After building, the required jar file will be located in the ./tony-cli/build/libs/ directory.

Usage

TonY offers two main methods for launching deep learning jobs:

Zipped Python Virtual Environment: This method doesn't require setting up Docker support on the Hadoop cluster and avoids dependency on a Docker registry. However, the cluster and the Python environment need the same OS version.
Docker Container: Requires a Docker-supported Hadoop cluster, where a Docker image is prepared with necessary Python dependencies such as TensorFlow or PyTorch.

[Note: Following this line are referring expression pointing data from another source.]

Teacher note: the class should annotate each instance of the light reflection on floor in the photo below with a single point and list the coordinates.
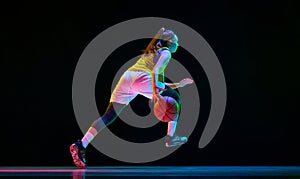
(220, 172)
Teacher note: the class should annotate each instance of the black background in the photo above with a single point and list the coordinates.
(257, 43)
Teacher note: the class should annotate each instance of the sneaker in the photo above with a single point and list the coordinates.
(175, 140)
(78, 154)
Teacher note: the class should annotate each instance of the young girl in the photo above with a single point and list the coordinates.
(145, 77)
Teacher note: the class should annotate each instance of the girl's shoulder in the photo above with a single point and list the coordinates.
(162, 49)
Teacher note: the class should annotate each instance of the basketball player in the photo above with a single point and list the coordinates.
(145, 77)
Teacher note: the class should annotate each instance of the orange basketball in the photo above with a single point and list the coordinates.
(166, 110)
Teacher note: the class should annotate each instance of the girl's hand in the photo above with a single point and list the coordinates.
(185, 81)
(156, 97)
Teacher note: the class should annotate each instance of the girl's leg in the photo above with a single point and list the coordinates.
(173, 124)
(112, 111)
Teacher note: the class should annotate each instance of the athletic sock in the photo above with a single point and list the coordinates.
(171, 128)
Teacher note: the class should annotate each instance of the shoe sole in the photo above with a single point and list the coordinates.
(175, 144)
(76, 159)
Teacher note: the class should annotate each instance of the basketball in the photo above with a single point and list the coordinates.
(166, 110)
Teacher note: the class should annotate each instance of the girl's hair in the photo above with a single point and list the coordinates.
(160, 39)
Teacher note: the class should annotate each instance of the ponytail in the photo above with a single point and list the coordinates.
(155, 42)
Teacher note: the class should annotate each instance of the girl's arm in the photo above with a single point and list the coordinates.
(182, 83)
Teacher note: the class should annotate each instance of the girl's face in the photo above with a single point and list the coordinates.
(173, 44)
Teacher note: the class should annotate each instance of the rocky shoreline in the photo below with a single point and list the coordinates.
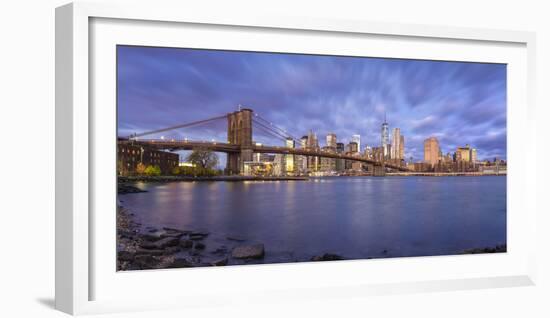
(496, 249)
(141, 247)
(235, 178)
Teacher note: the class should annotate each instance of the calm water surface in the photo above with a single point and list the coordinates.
(356, 217)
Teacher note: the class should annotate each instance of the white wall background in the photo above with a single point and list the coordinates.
(27, 157)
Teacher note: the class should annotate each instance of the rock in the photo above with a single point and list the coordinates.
(125, 256)
(126, 188)
(145, 261)
(202, 233)
(172, 250)
(327, 257)
(171, 229)
(155, 236)
(171, 234)
(199, 246)
(180, 263)
(248, 251)
(143, 251)
(160, 244)
(235, 238)
(196, 237)
(186, 243)
(220, 250)
(219, 262)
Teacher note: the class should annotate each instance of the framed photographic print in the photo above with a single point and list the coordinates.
(270, 154)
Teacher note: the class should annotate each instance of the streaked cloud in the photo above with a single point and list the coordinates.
(460, 103)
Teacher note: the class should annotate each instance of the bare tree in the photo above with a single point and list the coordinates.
(203, 158)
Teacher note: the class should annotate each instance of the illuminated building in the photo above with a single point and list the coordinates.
(402, 147)
(431, 151)
(340, 163)
(331, 140)
(289, 164)
(463, 153)
(357, 139)
(396, 151)
(385, 137)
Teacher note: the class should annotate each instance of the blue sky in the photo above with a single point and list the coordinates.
(459, 103)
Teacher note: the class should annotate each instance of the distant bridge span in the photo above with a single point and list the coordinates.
(174, 145)
(239, 146)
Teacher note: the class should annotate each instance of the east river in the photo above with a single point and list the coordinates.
(355, 217)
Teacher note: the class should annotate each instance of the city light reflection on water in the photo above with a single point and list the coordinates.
(357, 217)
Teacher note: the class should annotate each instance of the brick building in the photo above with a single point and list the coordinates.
(128, 157)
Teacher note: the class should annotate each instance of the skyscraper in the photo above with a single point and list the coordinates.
(431, 151)
(331, 140)
(385, 137)
(396, 144)
(289, 164)
(402, 147)
(357, 139)
(340, 163)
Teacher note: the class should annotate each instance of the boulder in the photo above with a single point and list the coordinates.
(172, 250)
(143, 251)
(145, 261)
(160, 244)
(235, 238)
(180, 263)
(327, 257)
(125, 256)
(196, 237)
(199, 246)
(248, 251)
(186, 243)
(219, 262)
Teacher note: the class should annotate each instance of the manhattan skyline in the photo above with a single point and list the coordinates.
(459, 103)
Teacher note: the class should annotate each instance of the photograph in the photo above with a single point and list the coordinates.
(228, 157)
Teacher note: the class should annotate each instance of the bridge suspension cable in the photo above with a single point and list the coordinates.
(270, 131)
(195, 123)
(276, 129)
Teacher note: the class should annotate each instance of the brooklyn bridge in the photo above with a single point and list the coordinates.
(240, 146)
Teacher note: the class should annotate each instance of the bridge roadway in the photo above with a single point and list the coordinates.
(173, 145)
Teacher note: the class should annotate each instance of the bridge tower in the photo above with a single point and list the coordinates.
(239, 132)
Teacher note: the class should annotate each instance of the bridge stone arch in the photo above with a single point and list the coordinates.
(239, 132)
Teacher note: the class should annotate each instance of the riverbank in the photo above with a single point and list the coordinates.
(142, 247)
(443, 174)
(216, 178)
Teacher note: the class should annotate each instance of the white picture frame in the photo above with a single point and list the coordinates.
(78, 145)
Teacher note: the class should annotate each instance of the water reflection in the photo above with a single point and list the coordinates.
(355, 217)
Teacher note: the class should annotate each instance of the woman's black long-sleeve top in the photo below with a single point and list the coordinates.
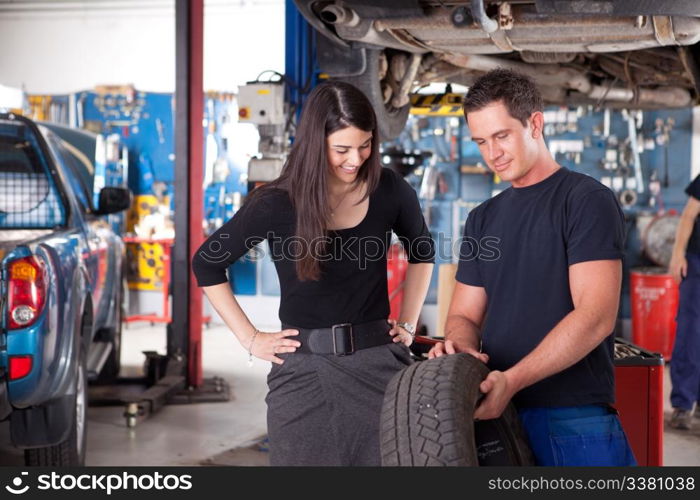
(353, 283)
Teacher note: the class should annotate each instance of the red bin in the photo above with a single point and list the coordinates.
(397, 265)
(654, 297)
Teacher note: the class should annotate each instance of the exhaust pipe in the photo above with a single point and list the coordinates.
(552, 75)
(336, 14)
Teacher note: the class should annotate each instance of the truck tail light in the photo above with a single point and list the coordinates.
(20, 366)
(26, 291)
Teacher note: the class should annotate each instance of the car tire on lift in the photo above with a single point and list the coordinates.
(71, 452)
(390, 120)
(428, 419)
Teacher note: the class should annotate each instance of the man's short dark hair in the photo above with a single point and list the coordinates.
(517, 91)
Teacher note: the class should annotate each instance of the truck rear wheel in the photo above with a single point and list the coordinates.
(70, 452)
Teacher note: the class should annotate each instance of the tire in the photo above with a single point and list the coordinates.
(70, 452)
(427, 419)
(390, 120)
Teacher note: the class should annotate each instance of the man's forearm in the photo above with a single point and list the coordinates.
(577, 334)
(462, 332)
(683, 232)
(415, 289)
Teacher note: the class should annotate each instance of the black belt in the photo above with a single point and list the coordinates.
(342, 339)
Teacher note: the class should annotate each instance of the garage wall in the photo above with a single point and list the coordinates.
(66, 46)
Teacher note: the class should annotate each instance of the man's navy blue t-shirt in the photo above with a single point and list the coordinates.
(693, 190)
(519, 246)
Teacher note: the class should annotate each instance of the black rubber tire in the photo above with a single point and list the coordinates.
(390, 120)
(71, 452)
(427, 418)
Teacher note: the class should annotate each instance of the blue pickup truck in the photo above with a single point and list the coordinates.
(61, 269)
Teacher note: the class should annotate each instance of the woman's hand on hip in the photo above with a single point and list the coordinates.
(266, 345)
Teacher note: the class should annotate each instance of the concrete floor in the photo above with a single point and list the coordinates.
(204, 433)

Zipped Python Virtual Environment

With this setup, you prepare a zipped virtual environment and an XML configuration file (tony.xml). Here's a basic configuration example:

<configuration>
  <property>
    <name>tony.worker.instances</name>
    <value>4</value>
  </property>
  <property>
    <name>tony.worker.memory</name>
    <value>4g</value>
  </property>
  <property>
    <name>tony.worker.gpus</name>
    <value>1</value>
  </property>
  <property>
    <name>tony.ps.memory</name>
    <value>3g</value>
  </property>
</configuration>

Execute the job using the Java command line with components like the path to the Python environment and scripts.

Docker Container

In this configuration, you need a Docker image with necessary dependencies. Configuration involves tony.xml similar to the following:

<configuration>
  <property>
    <name>tony.worker.instances</name>
    <value>4</value>
  </property>
  <property>
    <name>tony.worker.memory</name>
    <value>4g</value>
  </property>
  <property>
    <name>tony.worker.gpus</name>
    <value>1</value>
  </property>
  <property>
    <name>tony.ps.memory</name>
    <value>3g</value>
  </property>
  <property>
    <name>tony.docker.enabled</name>
    <value>true</value>
  </property>
  <property>
    <name>tony.docker.containers.image</name>
    <value>YOUR_DOCKER_IMAGE_NAME</value>
  </property>
</configuration>

TonY Arguments

TonY offers several command-line arguments to manage training jobs, like specifying the script entry point, source directories, Python environments, and more.

TonY Configurations

Configurations for TonY jobs can be set either in an XML file or directly via the command line, with options to override settings.

Examples and Resources

Examples of distributed deep learning tasks with TensorFlow, PyTorch, and other frameworks are available. Additional resources such as presentations and papers provide deeper insights into TonY's capabilities and applications.

TonY is an open-source endeavor aimed at leveraging Hadoop's potential for deep learning, providing flexibility, and simplifying the integration of machine learning processes into cloud-based infrastructures.